Recordemos que México está sufriendo una crisis nacional por megaproyectos ecocidas que impactan negativamente no solo al medio ambiente, sino a las comunidades que las rodean (véase Topolobampo o el proyecto "cancelado" de Perfect Day en Mahahual) Por ello, hacer énfasis en la promoción de las ciencias biológicas es indispensable porque hablamos del futuro de nuestro País.
Me gustaría señalar que los posgrados de investigación en México no tienen un salario, pese a que los estudiantes de los mismos se dedican de tiempo completo y a veces en jornadas de 24/7 a generar conocimiento para el bienestar de la población y el ambiente.
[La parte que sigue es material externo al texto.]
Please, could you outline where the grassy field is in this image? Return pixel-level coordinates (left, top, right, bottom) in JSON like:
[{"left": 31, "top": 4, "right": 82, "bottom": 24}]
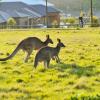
[{"left": 0, "top": 28, "right": 100, "bottom": 100}]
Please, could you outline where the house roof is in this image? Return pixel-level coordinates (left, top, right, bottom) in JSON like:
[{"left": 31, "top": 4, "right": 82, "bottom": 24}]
[
  {"left": 30, "top": 5, "right": 60, "bottom": 16},
  {"left": 0, "top": 2, "right": 60, "bottom": 23},
  {"left": 0, "top": 2, "right": 41, "bottom": 22},
  {"left": 0, "top": 11, "right": 11, "bottom": 23}
]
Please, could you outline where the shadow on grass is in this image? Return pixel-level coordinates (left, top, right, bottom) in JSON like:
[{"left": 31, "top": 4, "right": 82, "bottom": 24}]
[{"left": 51, "top": 63, "right": 98, "bottom": 77}]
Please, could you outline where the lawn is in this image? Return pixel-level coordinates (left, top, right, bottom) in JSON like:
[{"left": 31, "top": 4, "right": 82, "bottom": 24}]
[{"left": 0, "top": 28, "right": 100, "bottom": 100}]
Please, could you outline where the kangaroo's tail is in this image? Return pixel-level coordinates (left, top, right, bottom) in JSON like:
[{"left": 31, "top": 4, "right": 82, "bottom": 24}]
[{"left": 0, "top": 42, "right": 22, "bottom": 61}]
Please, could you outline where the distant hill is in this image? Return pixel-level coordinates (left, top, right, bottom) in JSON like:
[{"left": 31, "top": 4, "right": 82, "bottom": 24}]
[{"left": 48, "top": 0, "right": 100, "bottom": 13}]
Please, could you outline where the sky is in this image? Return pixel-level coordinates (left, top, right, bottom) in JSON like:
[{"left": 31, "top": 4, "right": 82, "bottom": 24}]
[{"left": 2, "top": 0, "right": 52, "bottom": 5}]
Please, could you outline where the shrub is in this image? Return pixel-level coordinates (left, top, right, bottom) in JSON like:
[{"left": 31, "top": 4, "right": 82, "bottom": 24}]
[
  {"left": 52, "top": 20, "right": 59, "bottom": 28},
  {"left": 65, "top": 17, "right": 76, "bottom": 24},
  {"left": 92, "top": 16, "right": 99, "bottom": 27},
  {"left": 7, "top": 18, "right": 16, "bottom": 26}
]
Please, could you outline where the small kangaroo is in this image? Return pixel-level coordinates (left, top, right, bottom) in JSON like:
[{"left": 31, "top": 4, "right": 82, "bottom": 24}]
[
  {"left": 0, "top": 35, "right": 53, "bottom": 62},
  {"left": 34, "top": 39, "right": 65, "bottom": 68}
]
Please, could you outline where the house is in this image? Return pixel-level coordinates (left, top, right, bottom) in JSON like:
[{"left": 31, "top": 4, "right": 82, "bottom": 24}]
[
  {"left": 0, "top": 2, "right": 60, "bottom": 26},
  {"left": 31, "top": 5, "right": 60, "bottom": 27},
  {"left": 0, "top": 2, "right": 41, "bottom": 26}
]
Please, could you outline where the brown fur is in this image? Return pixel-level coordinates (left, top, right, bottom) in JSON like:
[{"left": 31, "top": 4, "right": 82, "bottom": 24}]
[
  {"left": 34, "top": 39, "right": 65, "bottom": 68},
  {"left": 0, "top": 35, "right": 53, "bottom": 62}
]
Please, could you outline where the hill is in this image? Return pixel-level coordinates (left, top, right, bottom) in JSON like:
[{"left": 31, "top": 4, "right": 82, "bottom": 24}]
[
  {"left": 48, "top": 0, "right": 100, "bottom": 12},
  {"left": 0, "top": 28, "right": 100, "bottom": 100}
]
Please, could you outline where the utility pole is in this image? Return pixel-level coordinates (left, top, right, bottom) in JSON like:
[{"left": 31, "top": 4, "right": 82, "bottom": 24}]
[
  {"left": 90, "top": 0, "right": 93, "bottom": 26},
  {"left": 46, "top": 0, "right": 48, "bottom": 28}
]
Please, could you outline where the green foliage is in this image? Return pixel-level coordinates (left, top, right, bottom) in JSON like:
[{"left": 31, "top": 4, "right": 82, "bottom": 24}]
[
  {"left": 0, "top": 28, "right": 100, "bottom": 100},
  {"left": 92, "top": 16, "right": 99, "bottom": 27},
  {"left": 7, "top": 18, "right": 16, "bottom": 25},
  {"left": 52, "top": 20, "right": 58, "bottom": 28},
  {"left": 65, "top": 17, "right": 76, "bottom": 24}
]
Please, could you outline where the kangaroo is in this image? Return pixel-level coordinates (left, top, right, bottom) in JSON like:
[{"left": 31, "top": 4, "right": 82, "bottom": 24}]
[
  {"left": 34, "top": 39, "right": 65, "bottom": 68},
  {"left": 0, "top": 35, "right": 53, "bottom": 62}
]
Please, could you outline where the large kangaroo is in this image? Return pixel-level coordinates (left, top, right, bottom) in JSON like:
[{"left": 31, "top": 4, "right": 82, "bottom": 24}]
[
  {"left": 0, "top": 35, "right": 53, "bottom": 62},
  {"left": 34, "top": 39, "right": 65, "bottom": 68}
]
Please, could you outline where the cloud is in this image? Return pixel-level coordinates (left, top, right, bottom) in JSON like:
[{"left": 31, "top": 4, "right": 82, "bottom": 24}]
[{"left": 2, "top": 0, "right": 53, "bottom": 5}]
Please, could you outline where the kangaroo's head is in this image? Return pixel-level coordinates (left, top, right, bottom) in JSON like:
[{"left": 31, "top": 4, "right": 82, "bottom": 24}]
[
  {"left": 57, "top": 39, "right": 66, "bottom": 47},
  {"left": 45, "top": 35, "right": 53, "bottom": 45}
]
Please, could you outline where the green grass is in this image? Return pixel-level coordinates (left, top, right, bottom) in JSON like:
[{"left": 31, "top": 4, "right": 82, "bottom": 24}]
[{"left": 0, "top": 28, "right": 100, "bottom": 100}]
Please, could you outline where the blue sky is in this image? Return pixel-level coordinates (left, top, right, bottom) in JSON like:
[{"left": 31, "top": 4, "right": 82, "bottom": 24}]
[{"left": 2, "top": 0, "right": 51, "bottom": 5}]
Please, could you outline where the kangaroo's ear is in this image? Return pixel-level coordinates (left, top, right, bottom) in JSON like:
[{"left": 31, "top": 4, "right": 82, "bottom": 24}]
[
  {"left": 46, "top": 35, "right": 50, "bottom": 38},
  {"left": 57, "top": 39, "right": 61, "bottom": 43}
]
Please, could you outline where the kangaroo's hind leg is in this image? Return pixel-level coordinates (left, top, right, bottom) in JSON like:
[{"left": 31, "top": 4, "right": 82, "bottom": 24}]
[
  {"left": 24, "top": 49, "right": 33, "bottom": 63},
  {"left": 55, "top": 55, "right": 60, "bottom": 63},
  {"left": 44, "top": 59, "right": 50, "bottom": 68}
]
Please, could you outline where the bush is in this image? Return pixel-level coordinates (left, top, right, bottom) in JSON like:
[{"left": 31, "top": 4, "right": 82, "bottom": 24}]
[
  {"left": 65, "top": 17, "right": 76, "bottom": 24},
  {"left": 92, "top": 16, "right": 99, "bottom": 27},
  {"left": 52, "top": 20, "right": 59, "bottom": 28},
  {"left": 7, "top": 18, "right": 16, "bottom": 26}
]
Si bien, la Secretaría de Ciencias, Humanidades, Tecnologías e Innovación (SECIHITI), tiene una beca para posgrados dentro del Sistema Nacional de Posgrados, también es cierto que las labores de investigación no solo son experimentales, sino también de divulgación, difusión, docencia y publicación de artículos científicos.
Muchos tutores, que forzosamente deben estar en el SNII (Sistema Nacional de Investigadoras e Investigadores) son personas con vocación y que les interesan sus estudiantes; sin embargo, en muchos otros casos, una vez que están en la comodidad de la academia, relegan a los estudiantes de posgrado sus responsabilidades y continúan formando parte del padrón, aunque no son los autores intelectuales del conocimiento que se genera.
Daniela me compartía una reflexión importante: "entrar a un posgrado no es fácil, hay muchos filtros para el ingreso y resulta triste llegar a estos espacios a percatarse que la permanencia depende de que tanta violencia se pueda soportar". Apostarle a un posgrado no solo es dedicarse en el presente, es saber que se corre contrarreloj para llegar algún día a una plaza, tratando de sortear los retos que la misma academia impone.